Juan Bautista Vicini Burgos (19 July 1871 – 25 May 1935) was a Dominican political figure. He served as provisional president of the Dominican Republic between 1922 and 1924 during the U.S. military occupation.

==Early life==

Juan Bautista Vicini was born on 19 July 1871 to Italian immigrant Juan Bautista Vicini Cánepa (born Giovanni Battista Vicini) and María Burgos Brito. His father arrived to the Dominican Republic during the boom in the sugar industry which he took advantage of to create a respectable operation within a relatively short amount of time. According to the Dutch author H. Hoetink in his book El Pueblo Dominicano, 1850–1900, his father owned two sugar plantations by 1882 and by 1893 was the owner of the sugar mill "Angelina". His friendly relationship with Dictator Ulises Heureaux helped him consolidate a significant fortune. Vicini inherited his father's business and was able to become a successful businessman mainly by part of his strict European education. Vicini was fluent in Spanish, Italian, English and French at a very young age.
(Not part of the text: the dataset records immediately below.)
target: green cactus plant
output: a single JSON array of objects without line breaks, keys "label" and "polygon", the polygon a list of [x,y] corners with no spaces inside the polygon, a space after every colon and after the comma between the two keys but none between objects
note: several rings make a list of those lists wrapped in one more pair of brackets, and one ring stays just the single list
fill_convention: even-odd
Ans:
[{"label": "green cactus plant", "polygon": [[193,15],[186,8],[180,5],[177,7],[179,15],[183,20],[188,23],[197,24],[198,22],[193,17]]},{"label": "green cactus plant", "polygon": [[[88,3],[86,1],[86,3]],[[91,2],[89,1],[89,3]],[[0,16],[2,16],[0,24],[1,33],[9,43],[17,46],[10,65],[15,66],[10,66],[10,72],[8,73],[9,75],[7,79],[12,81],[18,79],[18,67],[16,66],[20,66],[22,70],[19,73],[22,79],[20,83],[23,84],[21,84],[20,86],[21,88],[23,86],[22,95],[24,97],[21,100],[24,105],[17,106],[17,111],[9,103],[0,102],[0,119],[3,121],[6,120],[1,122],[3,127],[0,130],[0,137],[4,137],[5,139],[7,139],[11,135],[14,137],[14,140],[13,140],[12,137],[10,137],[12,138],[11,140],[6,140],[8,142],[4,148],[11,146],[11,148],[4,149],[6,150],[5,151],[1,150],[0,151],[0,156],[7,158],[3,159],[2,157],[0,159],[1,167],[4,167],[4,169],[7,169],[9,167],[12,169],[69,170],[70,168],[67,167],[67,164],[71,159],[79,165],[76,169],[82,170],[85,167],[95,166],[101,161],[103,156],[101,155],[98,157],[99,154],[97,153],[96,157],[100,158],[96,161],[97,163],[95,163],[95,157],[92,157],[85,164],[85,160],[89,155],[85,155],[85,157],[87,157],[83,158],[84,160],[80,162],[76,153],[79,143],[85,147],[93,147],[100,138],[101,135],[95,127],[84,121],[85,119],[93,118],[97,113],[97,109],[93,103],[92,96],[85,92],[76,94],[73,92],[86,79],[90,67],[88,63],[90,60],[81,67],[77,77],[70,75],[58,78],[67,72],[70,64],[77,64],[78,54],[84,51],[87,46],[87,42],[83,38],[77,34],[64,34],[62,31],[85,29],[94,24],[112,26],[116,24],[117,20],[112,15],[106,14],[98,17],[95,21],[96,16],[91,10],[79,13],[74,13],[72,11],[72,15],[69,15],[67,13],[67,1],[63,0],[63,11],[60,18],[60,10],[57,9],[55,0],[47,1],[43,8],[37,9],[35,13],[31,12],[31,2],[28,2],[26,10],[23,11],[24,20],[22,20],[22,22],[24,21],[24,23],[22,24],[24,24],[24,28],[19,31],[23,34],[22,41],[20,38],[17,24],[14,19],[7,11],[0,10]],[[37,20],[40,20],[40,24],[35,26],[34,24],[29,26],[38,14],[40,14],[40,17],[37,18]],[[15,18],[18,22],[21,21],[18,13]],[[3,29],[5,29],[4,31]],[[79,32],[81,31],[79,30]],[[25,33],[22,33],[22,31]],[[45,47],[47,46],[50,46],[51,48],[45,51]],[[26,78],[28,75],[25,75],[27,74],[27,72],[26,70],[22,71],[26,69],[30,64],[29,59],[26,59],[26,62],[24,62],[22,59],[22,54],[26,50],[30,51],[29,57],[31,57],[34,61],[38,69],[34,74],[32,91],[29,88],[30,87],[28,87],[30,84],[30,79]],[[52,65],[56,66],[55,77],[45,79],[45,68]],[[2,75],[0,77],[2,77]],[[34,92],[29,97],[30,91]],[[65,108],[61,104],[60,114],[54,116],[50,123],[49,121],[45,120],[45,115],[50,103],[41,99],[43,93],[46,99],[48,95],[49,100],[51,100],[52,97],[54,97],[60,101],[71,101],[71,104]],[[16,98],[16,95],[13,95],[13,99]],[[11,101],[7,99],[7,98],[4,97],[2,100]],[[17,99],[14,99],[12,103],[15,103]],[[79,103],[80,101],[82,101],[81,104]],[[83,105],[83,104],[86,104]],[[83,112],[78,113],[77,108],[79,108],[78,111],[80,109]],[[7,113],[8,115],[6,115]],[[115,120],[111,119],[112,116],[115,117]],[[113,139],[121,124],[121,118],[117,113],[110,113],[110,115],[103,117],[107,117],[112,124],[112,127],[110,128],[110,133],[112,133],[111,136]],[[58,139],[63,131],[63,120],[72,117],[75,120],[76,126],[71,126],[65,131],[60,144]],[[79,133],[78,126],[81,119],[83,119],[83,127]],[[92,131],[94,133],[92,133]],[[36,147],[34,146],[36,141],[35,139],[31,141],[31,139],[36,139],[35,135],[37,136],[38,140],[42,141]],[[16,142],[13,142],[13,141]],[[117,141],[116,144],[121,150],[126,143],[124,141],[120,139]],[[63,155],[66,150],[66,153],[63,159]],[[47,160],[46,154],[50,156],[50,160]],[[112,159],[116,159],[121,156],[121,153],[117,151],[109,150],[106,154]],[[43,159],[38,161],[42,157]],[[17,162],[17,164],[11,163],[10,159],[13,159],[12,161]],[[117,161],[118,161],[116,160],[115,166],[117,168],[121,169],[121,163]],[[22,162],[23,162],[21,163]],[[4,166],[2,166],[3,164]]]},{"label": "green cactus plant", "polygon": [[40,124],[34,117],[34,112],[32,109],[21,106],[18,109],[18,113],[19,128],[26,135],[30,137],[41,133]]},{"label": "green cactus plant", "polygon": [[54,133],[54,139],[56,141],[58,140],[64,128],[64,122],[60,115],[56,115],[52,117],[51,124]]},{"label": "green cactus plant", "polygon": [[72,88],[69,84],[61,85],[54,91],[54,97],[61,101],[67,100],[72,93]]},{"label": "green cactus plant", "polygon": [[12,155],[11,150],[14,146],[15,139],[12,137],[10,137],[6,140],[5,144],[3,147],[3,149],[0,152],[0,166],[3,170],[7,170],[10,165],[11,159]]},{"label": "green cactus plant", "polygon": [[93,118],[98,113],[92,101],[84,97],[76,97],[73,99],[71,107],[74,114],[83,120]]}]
Juan Bautista Vicini never married and had no wife during his presidency.

==Political career==
The Dominican Republic had been occupied by American Troops since 1916 and after the approval of the Hughes-Peynado plan Vicini was a candidate for the position of provisional President of the Dominican Republic. He was elected President in 1922 and his main goal was to facilitate the evacuation of the United States troops that were present in the Dominican Republic. The day after he was elected, Vicini named the five men who would make up his cabinet. They were as follows:

1. José del Carmen Ariza, Secretary of Internal Affairs
2. Cayetano Armando Rodríquez, Secretary of Justice and Instruction
3. Eladio Sánchez, Secretary of Promotion and Communications
4. Manuel Sanabia, Secretary of Health and Charity
5. Pedro Pérez, Secretary of Agriculture and Immigration

With these steps, Vicini assured the removal of the North American forces in a peaceful manner. Despite its good intentions, Vicini's regime was plagued and pressured by the tight grip of the Hughes-Peynado plan and by the American forces that were still in the country. Even so, he set up the cleanest elections that the Dominican Republic had ever seen in which Horacio Vásquez won on 15 March 1924 against Francisco J. Peynado.

When Vicini left the presidency after the elections, he went back to his sugar business and abandoned politics for the remainder of his life. At the time of his death on 25 May 1935 Juan Bautista Vicini left his relatives one of the largest sugar enterprises in the Caribbean, which is still operating as of 2010.